Senior author Elizabeth Winzeler, PhD, UC San Diego School of Medicine, explained the implications of this research in a recent press release: "This exploration of the P. falciparum resistome — the collection of antibiotic resistance genes — and its druggable genome will help guide new drug discovery efforts and advance our understanding of how the malaria parasite evolves to fight back."

The unicellular protozoan, P. falciparum, is responsible for ~50% of all malaria cases and can be transmitted to humans via the bite of an infected female Anopheles mosquito.

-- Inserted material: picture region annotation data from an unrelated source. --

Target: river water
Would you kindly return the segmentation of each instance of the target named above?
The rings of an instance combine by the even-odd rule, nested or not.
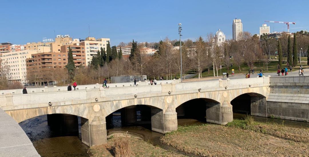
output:
[[[166,149],[172,150],[179,153],[182,153],[170,146],[161,143],[160,137],[162,134],[152,131],[150,129],[150,121],[141,121],[140,115],[138,112],[138,122],[134,126],[123,126],[121,123],[120,113],[114,113],[110,126],[112,128],[107,130],[108,136],[128,131],[131,136],[138,137],[146,141],[150,141],[154,145],[158,145]],[[243,118],[244,115],[234,114],[234,119]],[[309,127],[309,123],[271,119],[253,116],[257,121],[275,122],[282,124],[284,121],[285,126],[295,128],[306,128]],[[87,146],[81,141],[80,118],[78,117],[79,133],[76,136],[63,136],[59,133],[51,130],[47,125],[46,115],[36,117],[20,123],[19,124],[32,142],[33,146],[42,156],[89,156]],[[206,123],[192,119],[180,119],[179,125],[201,124]]]

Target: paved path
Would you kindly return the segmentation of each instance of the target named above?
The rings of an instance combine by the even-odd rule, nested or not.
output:
[[[40,156],[16,121],[0,109],[0,156]]]

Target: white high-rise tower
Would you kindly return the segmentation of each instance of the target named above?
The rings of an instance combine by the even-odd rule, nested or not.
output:
[[[233,20],[232,29],[233,40],[236,41],[241,40],[243,38],[243,23],[241,20],[237,19]]]

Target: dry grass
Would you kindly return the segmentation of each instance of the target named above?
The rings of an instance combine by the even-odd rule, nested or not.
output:
[[[115,138],[114,137],[109,139],[106,144],[90,148],[88,153],[91,156],[115,156],[114,153],[114,141]],[[132,152],[130,156],[185,156],[134,137],[129,137],[128,141]]]
[[[164,143],[202,156],[303,156],[307,143],[296,142],[251,130],[217,124],[179,126],[161,138]]]
[[[258,122],[255,121],[250,116],[245,116],[243,120],[234,120],[226,126],[250,130],[295,142],[309,143],[309,129],[290,128],[283,124]]]
[[[129,137],[117,136],[114,140],[115,146],[114,153],[116,157],[129,157],[131,156],[132,151],[129,142]]]

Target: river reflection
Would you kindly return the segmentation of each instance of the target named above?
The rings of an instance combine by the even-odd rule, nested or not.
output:
[[[140,113],[137,112],[138,121],[131,125],[123,125],[121,123],[120,113],[113,114],[112,122],[107,130],[108,136],[113,135],[122,132],[133,133],[130,136],[142,138],[146,141],[151,142],[154,145],[159,146],[166,149],[182,152],[171,147],[162,144],[160,142],[160,138],[163,134],[151,130],[150,121],[141,121]],[[245,115],[238,113],[233,114],[234,119],[243,118]],[[281,124],[284,120],[285,125],[298,128],[309,127],[309,123],[271,119],[262,117],[253,116],[256,121],[262,122],[269,122]],[[206,122],[192,119],[180,119],[178,120],[179,125],[201,124]],[[19,124],[25,131],[33,146],[39,154],[42,156],[89,156],[87,153],[87,146],[82,143],[81,140],[81,126],[80,118],[78,117],[79,133],[78,136],[63,136],[61,133],[52,131],[47,125],[47,116],[42,116],[29,119]]]

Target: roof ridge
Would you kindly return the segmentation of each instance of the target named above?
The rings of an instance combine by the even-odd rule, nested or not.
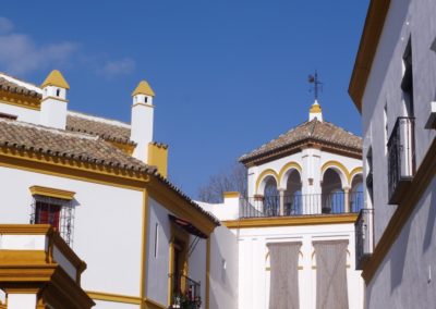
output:
[[[36,84],[34,84],[34,83],[26,82],[26,81],[24,81],[24,79],[22,79],[22,78],[17,78],[17,77],[15,77],[15,76],[12,76],[12,75],[7,74],[7,73],[1,72],[1,71],[0,71],[0,76],[7,77],[7,78],[4,78],[4,79],[7,79],[7,81],[10,82],[10,83],[16,84],[15,82],[19,82],[19,83],[27,84],[27,85],[31,86],[31,87],[37,88],[37,89],[39,90],[39,92],[43,94],[43,89],[41,89],[38,85],[36,85]],[[14,82],[11,82],[11,81],[9,81],[8,78],[15,79],[15,81],[14,81]],[[16,86],[26,87],[26,86],[22,86],[22,85],[20,85],[20,84],[16,84]],[[31,89],[31,88],[28,88],[28,89],[35,91],[34,89]],[[35,91],[35,92],[36,92],[36,91]]]
[[[84,112],[72,111],[72,110],[69,110],[66,112],[66,114],[71,115],[71,116],[76,116],[76,118],[89,120],[89,121],[96,121],[96,122],[101,122],[101,123],[106,123],[106,124],[112,124],[112,125],[116,125],[116,126],[119,126],[119,127],[131,128],[131,125],[129,123],[120,121],[120,120],[116,120],[116,119],[104,118],[104,116],[98,116],[98,115],[88,114],[88,113],[84,113]]]
[[[47,132],[50,132],[50,133],[53,133],[53,134],[59,134],[59,135],[64,135],[64,136],[82,137],[82,138],[86,138],[86,139],[89,139],[89,140],[97,140],[98,139],[98,136],[90,135],[90,134],[87,134],[87,133],[84,133],[84,132],[66,131],[66,129],[45,126],[45,125],[24,122],[24,121],[19,121],[19,120],[9,120],[9,119],[0,118],[0,122],[5,122],[5,123],[12,124],[12,125],[16,125],[16,126],[33,127],[33,128],[36,128],[36,129],[44,129],[44,131],[47,131]]]

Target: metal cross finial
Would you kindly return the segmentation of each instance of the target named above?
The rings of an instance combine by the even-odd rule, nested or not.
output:
[[[315,92],[315,101],[318,100],[318,91],[322,90],[323,83],[318,79],[318,72],[315,70],[315,75],[308,75],[308,83],[313,84],[313,91]],[[311,88],[312,91],[312,88]]]

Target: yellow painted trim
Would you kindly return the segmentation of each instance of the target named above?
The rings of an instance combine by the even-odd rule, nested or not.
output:
[[[49,224],[0,224],[0,235],[47,235]]]
[[[408,191],[404,194],[404,198],[400,201],[393,215],[390,218],[373,255],[363,265],[362,276],[365,280],[366,285],[368,285],[373,280],[386,255],[400,235],[404,224],[409,221],[422,195],[434,180],[436,174],[435,153],[436,138],[433,139],[433,143],[421,162],[413,181],[408,187]]]
[[[135,190],[142,190],[149,180],[145,173],[111,169],[5,147],[0,147],[0,166]]]
[[[312,104],[311,109],[308,110],[310,113],[320,113],[323,110],[320,109],[319,104]]]
[[[132,97],[136,95],[146,95],[154,97],[155,91],[153,91],[150,85],[146,81],[141,81],[140,84],[136,86],[136,88],[132,92]]]
[[[206,309],[210,307],[210,237],[206,239]]]
[[[272,176],[272,177],[276,180],[277,185],[280,185],[280,183],[279,183],[279,180],[280,180],[280,178],[279,178],[279,175],[277,175],[276,171],[274,171],[274,170],[271,170],[271,169],[267,169],[267,170],[263,171],[263,172],[261,173],[261,175],[258,175],[258,177],[257,177],[257,180],[256,180],[256,193],[257,193],[257,194],[263,194],[263,193],[259,193],[258,189],[259,189],[261,182],[262,182],[266,176]]]
[[[107,143],[109,143],[110,145],[117,147],[121,151],[124,151],[129,156],[132,156],[133,154],[133,150],[135,150],[135,145],[132,145],[132,144],[119,143],[119,141],[107,140],[107,139],[105,139],[105,140]]]
[[[86,294],[95,300],[114,301],[114,302],[133,304],[133,305],[141,305],[143,302],[142,298],[137,296],[113,294],[106,292],[95,292],[95,291],[86,291]]]
[[[356,176],[356,175],[359,175],[359,174],[363,174],[363,168],[362,168],[362,166],[354,168],[353,170],[351,170],[351,172],[350,172],[350,180],[349,180],[350,186],[351,186],[351,184],[353,183],[354,176]],[[363,178],[362,178],[362,180],[363,180]]]
[[[168,175],[168,147],[161,147],[156,144],[148,144],[148,162],[149,165],[157,168],[157,171],[164,177]]]
[[[322,176],[324,176],[324,173],[331,166],[338,168],[346,176],[347,182],[348,182],[347,185],[350,185],[350,178],[351,178],[350,172],[348,171],[346,165],[343,165],[341,162],[338,162],[338,161],[331,160],[331,161],[327,161],[326,163],[324,163],[323,166],[320,168]]]
[[[360,113],[362,113],[362,97],[366,88],[366,82],[372,72],[373,61],[390,1],[391,0],[372,0],[367,10],[365,26],[359,44],[358,55],[355,57],[353,73],[351,74],[348,88],[348,92]]]
[[[75,193],[49,187],[41,186],[32,186],[29,187],[32,195],[41,195],[47,197],[55,197],[60,199],[72,200],[74,198]]]
[[[286,172],[288,172],[289,170],[295,169],[299,173],[300,173],[300,178],[301,178],[301,165],[296,162],[288,162],[283,165],[283,168],[281,168],[280,172],[279,172],[279,181],[281,183],[283,175],[286,174]],[[279,186],[280,183],[278,183],[277,185]]]
[[[57,100],[57,101],[61,101],[61,102],[65,102],[65,103],[69,102],[69,100],[65,100],[65,99],[62,99],[59,97],[51,97],[51,96],[45,97],[43,100],[40,100],[40,102],[43,103],[44,101],[47,101],[48,99],[52,99],[52,100]]]
[[[45,88],[47,86],[70,89],[70,85],[66,83],[65,78],[59,70],[51,71],[50,74],[48,74],[46,79],[43,82],[43,85],[40,87]]]
[[[0,90],[0,102],[4,104],[15,106],[24,109],[40,110],[40,99],[37,97],[28,97],[25,95],[11,94]]]
[[[223,198],[237,198],[240,196],[238,191],[227,191],[222,194]]]
[[[147,235],[148,235],[148,191],[144,189],[143,191],[143,218],[142,218],[142,239],[141,239],[141,297],[145,298],[145,291],[147,284]],[[142,304],[143,308],[144,305]]]
[[[343,214],[295,215],[295,217],[276,217],[276,218],[251,218],[251,219],[222,221],[222,224],[226,225],[228,228],[251,228],[251,227],[270,227],[270,226],[354,223],[356,219],[358,219],[356,213],[343,213]]]

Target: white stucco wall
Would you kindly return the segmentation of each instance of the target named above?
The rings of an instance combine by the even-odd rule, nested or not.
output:
[[[218,226],[210,236],[209,308],[238,308],[239,248],[237,236]]]
[[[316,270],[313,242],[348,239],[347,281],[349,308],[363,308],[363,280],[355,271],[354,225],[326,224],[232,230],[239,239],[239,308],[269,308],[268,243],[302,242],[299,265],[300,308],[316,306]]]
[[[436,178],[367,286],[368,308],[435,308]]]
[[[424,127],[431,103],[436,99],[436,53],[431,50],[436,37],[435,15],[436,4],[431,0],[390,1],[364,91],[364,157],[371,146],[376,244],[397,209],[397,206],[388,205],[386,144],[397,118],[405,115],[400,85],[403,76],[402,57],[409,38],[412,47],[416,169],[436,137],[434,129]],[[435,285],[433,280],[428,280],[436,267],[435,194],[434,177],[368,284],[368,308],[435,308]]]
[[[39,111],[0,101],[0,112],[17,116],[19,121],[39,124]]]
[[[372,71],[363,95],[364,156],[370,146],[373,149],[374,209],[376,243],[396,210],[388,201],[388,170],[386,144],[398,116],[405,115],[401,79],[402,57],[409,37],[412,42],[413,88],[415,114],[416,166],[433,138],[435,131],[425,129],[431,102],[436,98],[436,53],[431,45],[436,37],[433,1],[391,1],[380,36]],[[388,134],[385,134],[384,108],[387,106]],[[365,171],[366,173],[366,171]]]
[[[190,245],[194,242],[195,236],[190,235]],[[195,249],[189,257],[189,275],[195,282],[199,282],[202,297],[202,309],[205,307],[206,299],[206,239],[201,239]]]
[[[87,263],[82,287],[140,296],[143,194],[0,166],[1,222],[29,222],[33,185],[75,191],[73,249]],[[13,193],[13,194],[11,194]]]

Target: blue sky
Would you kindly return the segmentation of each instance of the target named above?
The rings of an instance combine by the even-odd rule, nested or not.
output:
[[[51,69],[70,109],[130,122],[131,92],[156,92],[155,140],[186,194],[243,153],[306,121],[307,75],[324,118],[355,134],[348,96],[365,1],[7,1],[0,71],[40,84]]]

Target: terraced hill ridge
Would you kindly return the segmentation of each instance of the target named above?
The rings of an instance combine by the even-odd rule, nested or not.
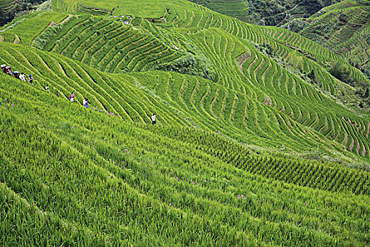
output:
[[[190,1],[120,4],[0,29],[37,82],[0,73],[0,243],[369,245],[370,116],[328,67],[360,70]]]
[[[56,70],[57,63],[74,64],[32,49],[1,46],[2,52],[24,54],[25,70],[44,66],[42,57]],[[95,78],[104,76],[80,66]],[[37,76],[40,82],[54,80]],[[105,83],[110,77],[105,76]],[[4,243],[242,246],[264,244],[268,238],[273,244],[366,246],[369,241],[368,171],[278,157],[279,152],[257,155],[218,133],[173,124],[176,115],[170,119],[171,108],[160,102],[147,107],[156,111],[153,107],[162,105],[159,121],[171,123],[153,128],[103,114],[101,107],[66,106],[63,97],[0,78],[0,97],[7,97],[0,107]],[[117,92],[125,90],[125,99],[140,92],[130,78],[116,84]],[[150,93],[142,94],[137,97],[147,97],[145,103],[155,102]]]
[[[339,1],[192,0],[206,8],[242,21],[280,26],[297,18],[309,17]]]
[[[300,34],[370,71],[370,1],[346,0],[291,24]]]

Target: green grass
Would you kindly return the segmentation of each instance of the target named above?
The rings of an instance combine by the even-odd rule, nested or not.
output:
[[[11,25],[8,25],[9,28],[0,30],[1,32],[0,33],[3,36],[17,35],[20,39],[20,44],[30,45],[33,39],[39,35],[44,29],[47,28],[51,21],[58,23],[67,16],[66,14],[57,12],[31,13],[22,16],[18,20],[19,23],[15,25],[13,28]],[[3,30],[4,32],[2,32]]]
[[[0,64],[37,81],[0,73],[0,243],[368,246],[370,117],[335,100],[353,88],[326,68],[345,59],[190,2],[145,3],[115,11],[142,6],[128,25],[78,12],[118,2],[59,1],[68,22],[31,14],[0,32]],[[167,6],[178,18],[142,18]]]

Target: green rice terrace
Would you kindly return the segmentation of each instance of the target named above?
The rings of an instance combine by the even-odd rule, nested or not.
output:
[[[49,4],[0,28],[0,246],[370,245],[346,57],[185,0]]]
[[[370,1],[343,1],[295,21],[292,29],[370,75]]]

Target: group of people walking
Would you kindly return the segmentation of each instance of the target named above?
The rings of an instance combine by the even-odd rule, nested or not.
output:
[[[6,66],[6,64],[2,64],[0,65],[0,67],[3,70],[3,72],[6,74],[13,76],[16,78],[20,79],[22,81],[25,82],[27,76],[25,75],[23,73],[20,73],[19,71],[13,71],[11,70],[11,66]],[[28,76],[28,82],[31,84],[32,84],[34,82],[36,83],[36,79],[33,77],[32,75],[30,74]],[[49,88],[49,85],[47,84],[45,86],[45,92],[47,93],[50,93],[50,88]],[[56,96],[59,97],[59,92],[56,91]],[[69,102],[73,103],[75,101],[75,92],[72,92],[70,94],[70,96],[69,97]],[[89,108],[89,100],[87,98],[85,98],[82,101],[82,105],[84,107]],[[156,115],[155,114],[153,114],[152,116],[152,124],[154,126],[156,124]]]
[[[27,76],[24,73],[20,73],[19,71],[12,71],[11,66],[6,66],[6,64],[0,65],[0,68],[3,70],[3,72],[7,75],[13,76],[17,79],[20,79],[24,82],[26,81]],[[30,74],[28,76],[28,82],[30,83],[33,83],[36,82],[36,79],[33,77],[32,75]]]

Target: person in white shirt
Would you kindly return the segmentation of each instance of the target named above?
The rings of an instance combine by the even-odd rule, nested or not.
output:
[[[156,114],[153,114],[153,116],[152,116],[152,124],[154,126],[156,124]]]
[[[20,75],[19,75],[19,78],[25,82],[25,75],[24,73],[21,73]]]

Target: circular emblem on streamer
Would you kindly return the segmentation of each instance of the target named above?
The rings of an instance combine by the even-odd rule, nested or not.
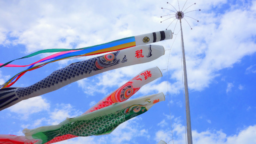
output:
[[[109,62],[114,60],[115,58],[115,56],[114,54],[111,53],[105,54],[103,57],[106,60]]]
[[[143,38],[143,42],[147,43],[148,42],[149,42],[149,38],[148,37],[146,36]]]

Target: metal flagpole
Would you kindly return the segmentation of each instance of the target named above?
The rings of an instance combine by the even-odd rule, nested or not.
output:
[[[183,12],[179,11],[177,13]],[[185,50],[184,49],[184,42],[183,41],[183,34],[182,28],[181,26],[181,18],[180,18],[180,32],[181,34],[181,42],[182,49],[182,57],[183,58],[183,71],[184,71],[184,86],[185,88],[185,98],[186,101],[186,113],[187,120],[187,135],[188,136],[188,144],[192,144],[192,133],[191,132],[191,121],[190,120],[190,110],[189,107],[189,99],[188,98],[188,78],[187,77],[187,70],[186,66],[186,59],[185,58]]]
[[[180,32],[181,34],[181,42],[182,49],[182,57],[183,58],[183,71],[184,74],[184,86],[185,88],[185,99],[186,101],[186,114],[187,121],[187,136],[188,136],[188,144],[192,144],[192,132],[191,132],[191,121],[190,120],[190,110],[189,107],[189,98],[188,98],[188,78],[187,77],[187,70],[185,58],[185,50],[184,49],[184,42],[183,41],[183,33],[181,26],[181,19],[184,16],[184,13],[181,11],[177,12],[175,14],[176,18],[180,20]]]

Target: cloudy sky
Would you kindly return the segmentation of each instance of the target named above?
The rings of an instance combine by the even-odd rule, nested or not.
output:
[[[0,63],[39,50],[80,48],[165,30],[174,19],[160,23],[170,17],[160,16],[175,13],[161,8],[176,11],[166,2],[0,0]],[[184,13],[201,10],[185,13],[182,20],[193,142],[256,143],[256,0],[190,0],[184,8],[186,0],[168,2],[183,11],[196,3]],[[165,101],[109,135],[58,144],[156,144],[160,140],[186,143],[180,26],[179,22],[175,26],[176,22],[168,28],[174,32],[173,38],[155,44],[165,48],[164,56],[80,80],[2,110],[0,134],[23,135],[24,128],[56,124],[79,116],[139,72],[157,66],[163,77],[131,99],[162,92]],[[12,64],[29,64],[47,54]],[[57,69],[91,57],[49,64],[28,72],[13,86],[30,86]],[[24,69],[0,68],[0,84]]]

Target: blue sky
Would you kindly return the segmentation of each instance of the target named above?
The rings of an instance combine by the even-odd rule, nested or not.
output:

"A single human infection can result in a person containing upwards of a trillion asexual blood stage parasites," explained Winzeler. "Even with a relatively slow random mutation rate, these numbers confer extraordinary adaptability. In just a few cycles of replication, the P. falciparum genome can acquire a random genetic change that may render at least one parasite resistant to the activity of a drug or human-encoded antibody."

As well as confirming previously known drug-resistance genes, this study highlights novel targets, which will likely prove important for both structural biology and drug discovery efforts, and advance our general understanding of the parasite’s resistance mechanisms. Drug-inhibitor pairs identified in the study include; thymidylate synthase and a benzoquinazolinone, farnesyltransferase and a pyrimidinedione, and a dipeptidylpeptidase and an arylurea. The study was published in Science.

"Our findings showed and underscored the challenging complexity of evolved drug resistance in P. falciparum," said Winzeler, "but [the research] also identified new drug targets or resistance genes for every compound for which resistant parasites were generated. It revealed the complicated chemogenetic landscape of P. falciparum, but also provided a potential guide for designing new small-molecule inhibitors to fight this pathogen."